Kubernetes Learning Part V

Table of content


Introduction

  • This is article is In this blog, we will continue discuss Workload Resource - StatefulSets
  • Topics and definitions are hand picked from Kubernetes documentation for the purpose of learning.
  • This blog is part of the Kubernetes Learning series

StatefulSets

  • StatefulSet helps to create/manage one or more related Pods that requires to track the state of the Pods
  • For example, if any workload needs to store data persistently, then we can run it as a StatefulSet that matches each Pod with a PersistentVolume.
  • Our code, running in the Pods for that StatefulSet, can replicate data to other Pods in the same StatefulSet to improve overall resilience.

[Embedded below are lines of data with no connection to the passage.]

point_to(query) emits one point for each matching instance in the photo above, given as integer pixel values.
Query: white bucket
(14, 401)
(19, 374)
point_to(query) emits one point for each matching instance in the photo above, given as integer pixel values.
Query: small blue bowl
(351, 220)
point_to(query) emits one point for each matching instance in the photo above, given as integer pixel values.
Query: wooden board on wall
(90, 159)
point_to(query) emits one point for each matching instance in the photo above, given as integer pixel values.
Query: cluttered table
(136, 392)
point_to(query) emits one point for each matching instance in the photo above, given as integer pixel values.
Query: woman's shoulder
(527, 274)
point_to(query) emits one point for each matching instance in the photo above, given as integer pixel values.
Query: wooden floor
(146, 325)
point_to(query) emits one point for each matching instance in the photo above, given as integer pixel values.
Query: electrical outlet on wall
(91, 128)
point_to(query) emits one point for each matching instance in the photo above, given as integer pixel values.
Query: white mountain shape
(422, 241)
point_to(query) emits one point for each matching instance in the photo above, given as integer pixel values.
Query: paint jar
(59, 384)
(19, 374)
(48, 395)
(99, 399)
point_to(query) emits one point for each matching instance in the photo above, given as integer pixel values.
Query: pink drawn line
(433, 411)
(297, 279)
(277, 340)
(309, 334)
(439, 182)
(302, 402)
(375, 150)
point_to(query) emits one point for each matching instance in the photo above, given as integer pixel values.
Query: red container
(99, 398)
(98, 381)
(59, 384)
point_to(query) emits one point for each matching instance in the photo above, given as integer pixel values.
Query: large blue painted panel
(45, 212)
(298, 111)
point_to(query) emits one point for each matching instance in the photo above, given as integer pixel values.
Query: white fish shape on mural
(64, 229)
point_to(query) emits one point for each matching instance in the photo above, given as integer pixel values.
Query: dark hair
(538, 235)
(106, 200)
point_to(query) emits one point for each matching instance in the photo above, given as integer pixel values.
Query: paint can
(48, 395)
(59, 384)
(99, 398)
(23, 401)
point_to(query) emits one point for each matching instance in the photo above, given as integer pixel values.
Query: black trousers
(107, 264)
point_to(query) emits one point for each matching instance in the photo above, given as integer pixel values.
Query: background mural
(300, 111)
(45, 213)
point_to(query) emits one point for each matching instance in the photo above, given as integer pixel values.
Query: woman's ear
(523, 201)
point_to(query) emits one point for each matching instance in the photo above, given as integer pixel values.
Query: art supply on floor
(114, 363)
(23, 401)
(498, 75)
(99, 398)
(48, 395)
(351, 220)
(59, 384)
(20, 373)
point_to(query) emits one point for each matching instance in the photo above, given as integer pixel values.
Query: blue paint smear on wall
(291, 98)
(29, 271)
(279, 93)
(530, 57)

Usecase for choosing StatefulSet

  • Major use case of StatefulSet is, If we want to use storage volumes to provide persistence for our workload, a StatefulSet can be chosen.
  • Even though individual Pods in a StatefulSet is failed, the persistent Pod identifiers make it easier to match existing volumes to the new Pods, that replace any pods that have failed earlier.
  • As mentioned in the docs,

StatefulSets are valuable for applications that require one or more of the following.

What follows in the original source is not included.